At the same time, April is a time when rivers and streams begin to fully thaw. Accordingly, the Shoshone tribe named April’s full moon the Full Melting Moon, and the Arapaho tribe called it the Moon Where Ice Breaks in the River. It was also known as the Fish Moon because of the fish that would begin to swim upstream during this time. The Cherokees believed that flowing water was under the control of a spirit called the Long Man, and so would perform rituals to honor him during the Full Pink Moon. An example of a ritual like this was the Knee Deep Dance, based off the movements of the Water Frog. The Assiniboine tribe also called April’s full moon the Frog Moon.
Water is not the only thing that starts to flow during the Full Pink Moon - this is also the time where maple sap begins to flow in earnest, marking the true beginning of the incredibly important sugar-making season. The Abenaki tribes called April’s full moon the Sugar Maker Moon, and the Ojibwe called it the Sugarbush Moon. The Ojibwe tribe would journey north to their spring camps to tap maple syrup and engage in spear fishing. Maple syrup was integral to Ojibwe culture: not only was it a crucial method of seasoning all their foods (they did not have access to salt at that time), but it also symbolized harmony within the community and with the forces of nature around them.

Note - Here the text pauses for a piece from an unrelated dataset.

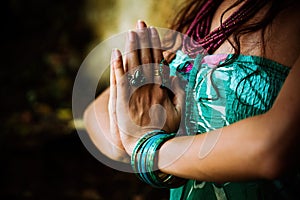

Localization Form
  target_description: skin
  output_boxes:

The Full Pink Moon also holds religious significance in other cultures. For example, in Islamic communities around the world, April’s full moon is celebrated as Bara’at Night, also known as the Night of Innocence. Muslims offer up prayers, asking God to absolve dead ancestors of their sins. They also prepare sweet desserts such as halwa or zarda and give it out to children, the needy, and other members of their community. Meanwhile, Christians call it the Paschal Moon, and celebrate the first Sunday after April’s full moon as Easter Sunday. It’s possible that the reason why the Easter Bunny brings eggs is because April’s full moon is also known as the Egg Moon, given that animals such as geese begin mating and laying eggs in spring.